The investigation of protein sediments instead of crystalline preparations may be advantageous when additives are required for crystallization that cannot easily be deuterated or carbon-depleted. Furthermore, there is larger freedom in the choice of pH and other buffer conditions than typically required for crystallization. In particular, this may facilitate NMR studies on complexes of drug targets with small molecule inhibitors or activators at appropriate conditions. The slightly larger line width observed in spectra of dense phases than in spectra of crystalline samples will be a case-specific tradeoff vs. the larger experimental freedom. Our approach also has advantages compared to solution NMR in that no deuteration of the protein is required when spinning the sample at 100 kHz MAS and above. A complete set of signals can thus be obtained. It has further value when cells of higher organisms than bacteria or yeast are employed as expression hosts, since complete deuteration cannot be achieved in this case.

It was demonstrated by Wiegand et al. that protein-DNA and protein-RNA complexes remain stable under fast MAS conditions (Wiegand et al. 2020). Considering the special advantage that deuteration can be avoided and that non-exchangeable protons can aid assignment procedures and enrich functional studies, we expect a particularly high impact of the presented approach on the investigation of RNA and their complexes. Those complexes are difficult to crystallize, there is yet no possibility to predict satisfying three-dimensional structures of them, and deuteration of RNA is costly. Additionally, the dispersion of the chemical shifts of nucleic acid aromatic protons and of sugar anomeric protons is high and may aid in assignment procedures. Furthermore, desired sections of the RNA may be selectively 13C, 15N-labelled so that spectra become less crowded.

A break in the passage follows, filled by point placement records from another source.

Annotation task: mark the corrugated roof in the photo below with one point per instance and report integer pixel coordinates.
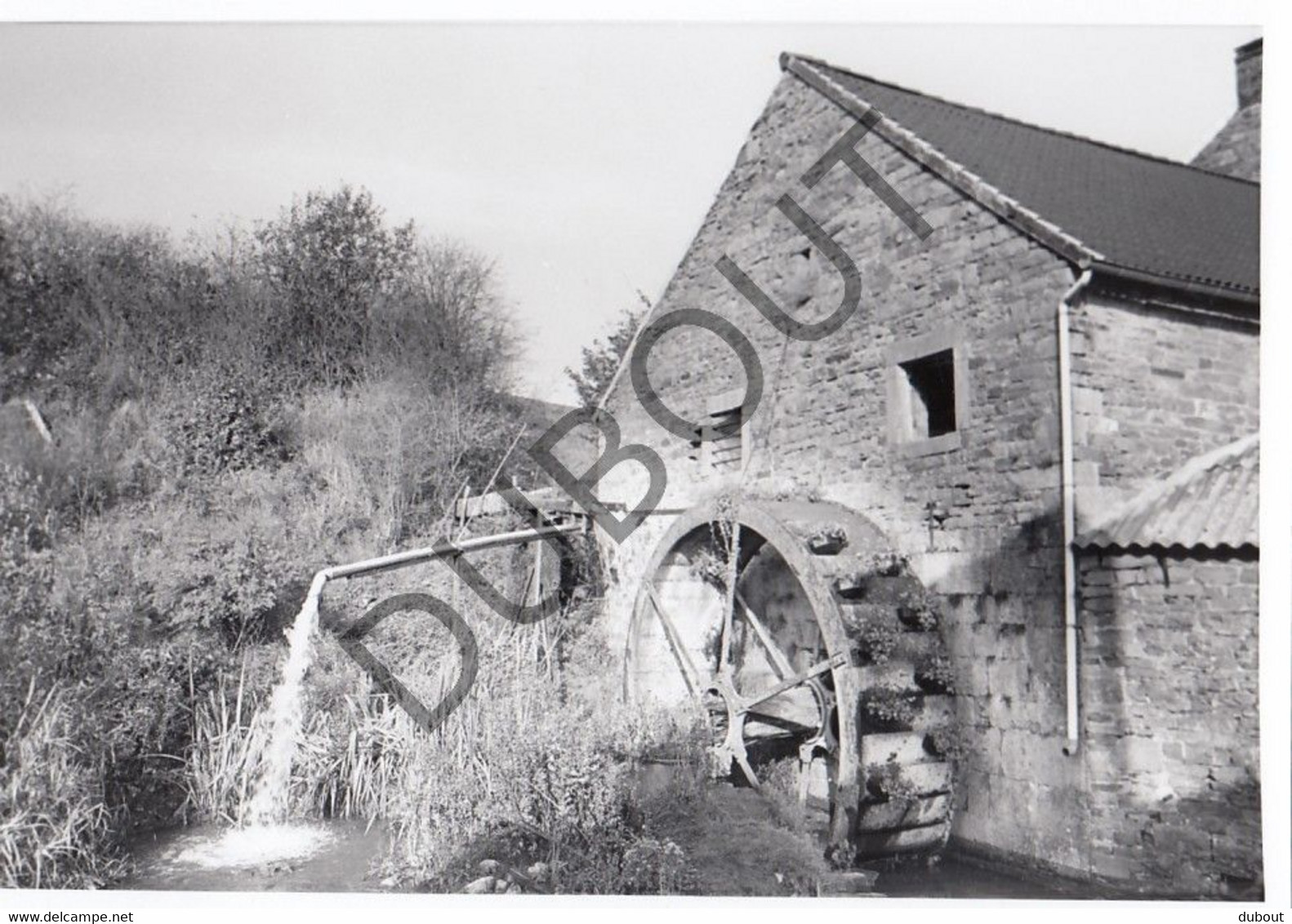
(1140, 212)
(1210, 504)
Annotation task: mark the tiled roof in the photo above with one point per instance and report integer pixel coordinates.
(1138, 212)
(1210, 504)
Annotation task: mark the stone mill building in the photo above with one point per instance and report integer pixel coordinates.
(992, 575)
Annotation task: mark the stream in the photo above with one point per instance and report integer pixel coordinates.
(323, 855)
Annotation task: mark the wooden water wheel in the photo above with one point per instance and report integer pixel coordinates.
(805, 637)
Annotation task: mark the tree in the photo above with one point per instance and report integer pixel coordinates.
(603, 359)
(332, 262)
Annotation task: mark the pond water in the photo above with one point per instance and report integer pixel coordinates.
(956, 877)
(343, 855)
(337, 855)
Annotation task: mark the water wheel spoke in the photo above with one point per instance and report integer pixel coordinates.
(782, 722)
(794, 680)
(775, 655)
(675, 642)
(742, 761)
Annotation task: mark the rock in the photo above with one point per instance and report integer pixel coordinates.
(852, 883)
(539, 873)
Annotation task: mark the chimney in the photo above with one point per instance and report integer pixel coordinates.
(1247, 62)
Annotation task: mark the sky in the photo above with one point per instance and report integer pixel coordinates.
(581, 158)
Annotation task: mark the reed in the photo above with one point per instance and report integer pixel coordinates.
(55, 828)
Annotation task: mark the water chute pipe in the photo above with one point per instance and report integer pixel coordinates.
(1065, 412)
(443, 550)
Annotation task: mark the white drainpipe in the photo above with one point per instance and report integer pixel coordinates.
(1065, 408)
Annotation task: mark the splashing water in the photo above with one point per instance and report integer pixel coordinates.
(286, 717)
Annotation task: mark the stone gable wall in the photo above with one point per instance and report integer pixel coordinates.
(1169, 679)
(979, 520)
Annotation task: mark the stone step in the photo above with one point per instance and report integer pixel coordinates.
(899, 674)
(850, 883)
(907, 841)
(929, 779)
(901, 815)
(905, 748)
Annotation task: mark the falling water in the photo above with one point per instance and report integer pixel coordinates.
(286, 717)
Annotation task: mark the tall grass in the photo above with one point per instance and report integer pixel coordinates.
(55, 828)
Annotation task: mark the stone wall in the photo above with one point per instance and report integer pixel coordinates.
(1152, 389)
(1169, 688)
(978, 514)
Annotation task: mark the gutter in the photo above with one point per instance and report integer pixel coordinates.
(441, 550)
(1065, 409)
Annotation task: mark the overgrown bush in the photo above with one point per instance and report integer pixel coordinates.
(55, 828)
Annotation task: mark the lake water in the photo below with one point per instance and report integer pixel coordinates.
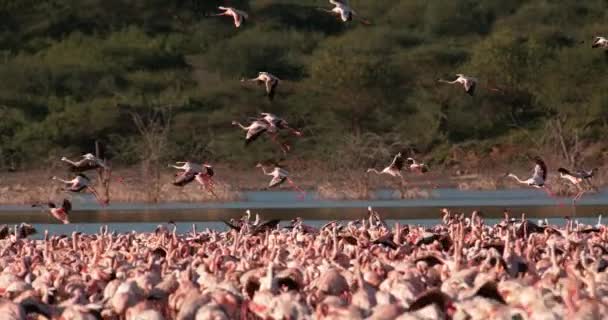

The possibility of obtaining extended data sets with well-resolved spectra of sedimented proteins has far-reaching consequences regarding the current paradigm of NMR. Soluble proteins of 40–110 kDa in size that were currently not easily tractable by solution NMR are now accessible with the help of MAS NMR methods. Proteins and their complexes in this size range are also not easy to tackle by cryo-electron microscopy at the current state of technology, so that MAS NMR on sedimented samples may play a special role in structural biology. As a bonus, proton signals may be detected and 1H-chemical shifts may help to disperse spectra and to collect structural restraints. The possibility to detect exchangeable protons enables mechanistic studies.